И тут мне приходит в голову одна мысль. У Васильева ведь день рождения в пятницу? Кажется, я знаю, что ему подарить. И я, подперев кулаком подбородок, начинаю обдумывать, как мой подарок будет смотреться в его офисе.
– Всё, Вадим, договорились: бронируй сервера в Чехии, – прервал мои мысли голос начальника. Вадик кивает и поднимается. Следом за Шевелёвым начинаю вставать и я.
– А ты, Наташа, останься. Есть разговор, – усаживает меня обратно Васильев.
Уже дошедший до двери Вадим обернулся, но, поймав непререкаемый взгляд синих глаз, исчез за дверью. Подождав, когда в коридоре стихнут его шаги, Васильев отставил чашку, подошёл к двери и повернул дверной замок. Щелчок – и мы, как вчера, одни в его кабинете.
– Ну, так что ты надумала? – сунув руки в карманы, начальник поворачивается ко мне.
– Относительно чего?
– Относительно моего предложения.
– Вы… ты про перемирие?
Васильев обошёл стол и встал за стулом, на котором минутой ранее сидел Вадим. Положил пальцы на спинку, побарабанил по ней:
– Нет.
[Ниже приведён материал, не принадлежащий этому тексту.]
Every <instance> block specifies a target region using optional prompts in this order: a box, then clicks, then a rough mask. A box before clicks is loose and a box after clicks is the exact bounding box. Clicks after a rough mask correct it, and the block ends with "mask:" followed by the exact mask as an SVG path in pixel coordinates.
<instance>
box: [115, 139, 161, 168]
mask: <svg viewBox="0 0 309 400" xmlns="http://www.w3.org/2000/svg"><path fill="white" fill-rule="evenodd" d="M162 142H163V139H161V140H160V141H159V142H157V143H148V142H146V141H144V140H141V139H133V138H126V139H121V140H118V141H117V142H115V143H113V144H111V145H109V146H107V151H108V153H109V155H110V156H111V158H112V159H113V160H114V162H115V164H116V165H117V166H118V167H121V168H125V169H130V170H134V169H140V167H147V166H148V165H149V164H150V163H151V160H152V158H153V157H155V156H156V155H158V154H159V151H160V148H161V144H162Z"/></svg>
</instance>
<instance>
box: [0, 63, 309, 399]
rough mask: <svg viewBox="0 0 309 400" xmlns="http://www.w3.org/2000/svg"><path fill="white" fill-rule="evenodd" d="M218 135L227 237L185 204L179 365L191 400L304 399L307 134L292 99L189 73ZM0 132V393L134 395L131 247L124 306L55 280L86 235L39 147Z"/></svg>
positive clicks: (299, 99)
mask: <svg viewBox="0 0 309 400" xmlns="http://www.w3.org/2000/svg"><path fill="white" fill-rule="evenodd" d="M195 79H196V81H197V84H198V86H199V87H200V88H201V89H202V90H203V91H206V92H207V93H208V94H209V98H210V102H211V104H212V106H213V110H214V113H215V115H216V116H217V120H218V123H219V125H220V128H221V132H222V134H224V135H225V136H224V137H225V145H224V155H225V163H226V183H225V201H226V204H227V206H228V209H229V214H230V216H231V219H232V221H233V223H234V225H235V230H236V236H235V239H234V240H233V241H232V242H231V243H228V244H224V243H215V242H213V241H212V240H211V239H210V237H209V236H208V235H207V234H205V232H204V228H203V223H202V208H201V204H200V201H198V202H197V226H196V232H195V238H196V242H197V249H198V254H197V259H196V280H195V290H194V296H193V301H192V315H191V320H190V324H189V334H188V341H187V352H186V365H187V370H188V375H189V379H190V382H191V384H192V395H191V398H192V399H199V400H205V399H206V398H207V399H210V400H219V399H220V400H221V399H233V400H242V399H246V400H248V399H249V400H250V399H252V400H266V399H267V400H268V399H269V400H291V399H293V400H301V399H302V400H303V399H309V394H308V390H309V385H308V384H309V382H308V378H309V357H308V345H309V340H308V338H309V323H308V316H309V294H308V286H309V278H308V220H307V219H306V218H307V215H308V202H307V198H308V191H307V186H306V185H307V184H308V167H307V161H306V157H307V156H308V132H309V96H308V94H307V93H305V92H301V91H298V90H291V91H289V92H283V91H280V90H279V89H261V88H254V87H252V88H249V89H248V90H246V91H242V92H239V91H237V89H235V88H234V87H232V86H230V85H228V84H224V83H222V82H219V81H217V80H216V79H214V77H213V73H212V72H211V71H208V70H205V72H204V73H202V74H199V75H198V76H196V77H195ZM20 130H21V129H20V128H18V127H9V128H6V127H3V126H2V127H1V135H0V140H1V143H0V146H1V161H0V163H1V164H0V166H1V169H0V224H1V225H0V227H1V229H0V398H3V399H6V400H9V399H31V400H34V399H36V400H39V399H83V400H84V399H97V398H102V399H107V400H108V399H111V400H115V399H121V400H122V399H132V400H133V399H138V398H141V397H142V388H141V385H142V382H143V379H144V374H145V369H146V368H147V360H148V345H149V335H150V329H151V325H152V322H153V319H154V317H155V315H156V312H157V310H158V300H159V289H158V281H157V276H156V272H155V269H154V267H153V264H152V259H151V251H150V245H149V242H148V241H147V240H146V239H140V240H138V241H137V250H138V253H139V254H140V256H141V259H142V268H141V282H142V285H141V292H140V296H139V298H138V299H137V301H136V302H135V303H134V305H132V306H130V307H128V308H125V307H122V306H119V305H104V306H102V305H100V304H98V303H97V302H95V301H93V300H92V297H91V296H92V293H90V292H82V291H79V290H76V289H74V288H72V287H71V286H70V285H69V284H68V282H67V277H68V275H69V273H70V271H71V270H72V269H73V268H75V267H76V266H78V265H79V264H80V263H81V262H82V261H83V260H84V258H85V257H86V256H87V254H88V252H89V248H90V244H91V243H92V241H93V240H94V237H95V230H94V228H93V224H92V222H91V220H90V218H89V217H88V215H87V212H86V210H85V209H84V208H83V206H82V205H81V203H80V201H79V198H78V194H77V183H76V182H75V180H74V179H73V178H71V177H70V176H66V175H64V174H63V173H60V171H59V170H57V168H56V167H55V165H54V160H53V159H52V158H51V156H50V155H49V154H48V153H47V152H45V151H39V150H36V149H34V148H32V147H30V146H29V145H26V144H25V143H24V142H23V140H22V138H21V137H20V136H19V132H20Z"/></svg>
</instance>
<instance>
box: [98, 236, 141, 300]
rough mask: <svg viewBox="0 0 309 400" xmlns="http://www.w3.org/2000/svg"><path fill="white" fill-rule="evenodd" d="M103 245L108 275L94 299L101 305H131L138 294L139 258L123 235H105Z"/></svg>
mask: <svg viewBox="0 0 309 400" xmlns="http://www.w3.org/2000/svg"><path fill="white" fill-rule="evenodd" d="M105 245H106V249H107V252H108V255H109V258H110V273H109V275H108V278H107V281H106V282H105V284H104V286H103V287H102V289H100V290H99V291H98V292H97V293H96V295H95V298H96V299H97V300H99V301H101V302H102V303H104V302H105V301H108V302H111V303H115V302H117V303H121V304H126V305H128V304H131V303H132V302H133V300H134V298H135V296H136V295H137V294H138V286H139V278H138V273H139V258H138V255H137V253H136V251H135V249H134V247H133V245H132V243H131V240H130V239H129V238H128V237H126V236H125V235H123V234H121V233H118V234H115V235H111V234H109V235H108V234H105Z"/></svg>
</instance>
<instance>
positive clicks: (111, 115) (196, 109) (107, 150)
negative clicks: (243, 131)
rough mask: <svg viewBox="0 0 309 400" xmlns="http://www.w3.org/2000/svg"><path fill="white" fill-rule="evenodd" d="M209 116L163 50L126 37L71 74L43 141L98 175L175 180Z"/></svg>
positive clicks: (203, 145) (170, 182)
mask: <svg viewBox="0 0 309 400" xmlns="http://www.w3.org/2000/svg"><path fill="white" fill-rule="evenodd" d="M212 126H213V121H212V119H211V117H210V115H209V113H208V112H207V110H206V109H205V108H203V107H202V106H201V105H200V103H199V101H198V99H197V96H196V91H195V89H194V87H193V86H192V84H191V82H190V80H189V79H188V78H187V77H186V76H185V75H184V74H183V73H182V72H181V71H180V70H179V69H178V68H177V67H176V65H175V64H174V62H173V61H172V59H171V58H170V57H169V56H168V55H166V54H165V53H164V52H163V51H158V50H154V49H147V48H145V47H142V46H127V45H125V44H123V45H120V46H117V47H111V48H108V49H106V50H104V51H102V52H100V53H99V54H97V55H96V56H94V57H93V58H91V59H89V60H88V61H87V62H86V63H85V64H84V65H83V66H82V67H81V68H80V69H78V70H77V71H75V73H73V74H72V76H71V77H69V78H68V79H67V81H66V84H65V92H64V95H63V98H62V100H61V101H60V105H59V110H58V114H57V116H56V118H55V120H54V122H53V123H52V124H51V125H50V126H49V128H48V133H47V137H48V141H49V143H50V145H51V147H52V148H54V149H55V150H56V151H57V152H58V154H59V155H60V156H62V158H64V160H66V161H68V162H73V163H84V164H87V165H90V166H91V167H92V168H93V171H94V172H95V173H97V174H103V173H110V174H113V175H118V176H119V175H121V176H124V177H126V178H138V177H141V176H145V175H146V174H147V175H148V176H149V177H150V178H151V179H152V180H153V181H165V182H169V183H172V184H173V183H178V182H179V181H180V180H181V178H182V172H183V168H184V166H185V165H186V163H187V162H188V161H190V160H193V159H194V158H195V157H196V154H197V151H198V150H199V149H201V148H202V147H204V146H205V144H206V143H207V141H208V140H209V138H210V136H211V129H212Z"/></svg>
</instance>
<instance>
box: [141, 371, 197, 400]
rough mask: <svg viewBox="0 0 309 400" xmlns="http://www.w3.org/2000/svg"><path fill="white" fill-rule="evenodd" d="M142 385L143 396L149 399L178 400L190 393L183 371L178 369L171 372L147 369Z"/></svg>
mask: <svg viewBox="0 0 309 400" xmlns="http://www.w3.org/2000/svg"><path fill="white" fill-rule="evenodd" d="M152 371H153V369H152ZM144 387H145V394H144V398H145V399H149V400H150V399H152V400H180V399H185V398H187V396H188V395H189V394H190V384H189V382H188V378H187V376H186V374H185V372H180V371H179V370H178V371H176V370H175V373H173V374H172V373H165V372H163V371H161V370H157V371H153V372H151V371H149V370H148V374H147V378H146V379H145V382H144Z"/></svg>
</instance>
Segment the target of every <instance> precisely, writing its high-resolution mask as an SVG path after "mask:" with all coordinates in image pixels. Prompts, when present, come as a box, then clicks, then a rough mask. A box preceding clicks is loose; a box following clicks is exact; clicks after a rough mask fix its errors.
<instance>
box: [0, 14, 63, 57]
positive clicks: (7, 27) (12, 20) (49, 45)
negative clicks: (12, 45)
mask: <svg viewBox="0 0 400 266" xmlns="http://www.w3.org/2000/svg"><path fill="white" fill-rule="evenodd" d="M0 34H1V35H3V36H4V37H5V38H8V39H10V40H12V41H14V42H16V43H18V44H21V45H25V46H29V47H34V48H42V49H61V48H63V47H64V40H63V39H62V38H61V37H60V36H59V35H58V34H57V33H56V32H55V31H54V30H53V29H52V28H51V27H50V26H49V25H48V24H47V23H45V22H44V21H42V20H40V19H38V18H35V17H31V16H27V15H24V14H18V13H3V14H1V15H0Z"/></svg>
Я, Наташ, про те условия, на которых ты уйдёшь из Конторы.
– Я не уверена, что это получится, – кладу ногу на ногу.
– Но рот ты тем не менее не накрасила, – прищуривается он.
– Я разлюбила эту помаду, – складываю на груди руки.
– Кажется, это «нет»? – усмехается Васильев.
– Александр Владимирович, – я смотрю в улыбающиеся, неимоверно раздражающие меня глаза, – а вы не много ли себе позволяете?
– Мне нужен ответ на мой вопрос. – Васильев хмурится.
– А мне нужно время подумать. Я пока не готова ответить, – придаю голосу светскость и аккуратно расправляю подол свой красной юбочки.
– Ладно, хорошо, – неохотно кивнул Васильев. – Давай подождём твой ответ до завтра. У меня, кстати, завтра день рождения. Придёшь в «Пушкин», к восьми?
– Это что, приглашение? – насмешливо интересуюсь я.
– М-м, – Васильев покачивается с пятки на носок.
– В таком случае, приду, спасибо.
– Не за что, – начальник фыркает. – Но вообще-то я попросил тебя для другого остаться. Скажи, ты хочешь поехать в Прагу, в командировку?
– Когда?
– Восемнадцатого сентября, я уже говорил.
«Восемнадцатого – это воскресенье».
– Восемнадцатого мне нужно на годовщину свадьбы отца. У него другая семья, – зачем-то объясняю я и начинаю теребить подол юбки.
– Ага. А тебе, как я вижу, туда совсем не хочется?
Вот скажите мне, откуда у этого мужчины способность читать мои мысли?
– Да, мне туда не хочется, – помедлив, всё-таки признаюсь я.
– Тогда зачем мучиться? Разве нельзя отказаться и не ходить? – Васильев опускается на стул, подтягивает к себе кружку и спохватывается: – Попросить для тебя принести? – глазами указывает на кофе.
– Нет, спасибо. Я и так с утра уже пять чашек выпила.
«Между прочим, из-за тебя», – хочется добавить мне. Вместо этого говорю:
– Я не могу туда не ходить. Вы… ты просто не понимаешь.
– Расскажи, и я постараюсь понять, – дружелюбно предлагает Васильев.
Вы тоже хотите это узнать? А может быть, вам интересно, почему я ношу часики с Микки-Маусом?
1997 год. Замоскворецкий зал суда. Мне десять лет.
– Наташа, с кем ты хочешь остаться, с мамой или с папой? – ласково спрашивает облачённая в чёрную мантию женщина-судья.
– С папой, – говорю я.
– Наташа, у твоего отца другая семья и другой ребёнок, – доносится до меня полный обиды голос мамы.
– Ну и что? Я люблю Арниса, и он меня любит. Я буду о нём заботиться.
– Борис, ну не знаю… Ну сам поговори со своей дочерью! Объясни ей, что так – нельзя! – на грани истерики требует мама.
Отец грустно улыбается, обходит перила, за которыми переплела ноги я, и усаживается на корточки.
– Детка, я тебя очень люблю, – он мягко берёт меня за руку. – Но я должен уехать в Америку. Мне надо работать. Ну подумай, как мама будет без тебя? А ты как будешь без мамы? – Я поджимаю губы. – Наташа, ну пожалуйста… А я буду часто-часто к тебе приезжать. Правда-правда. И ты тоже будешь приезжать к нам… Ну, пожалуйста, скажи то, что мама хочет услышать.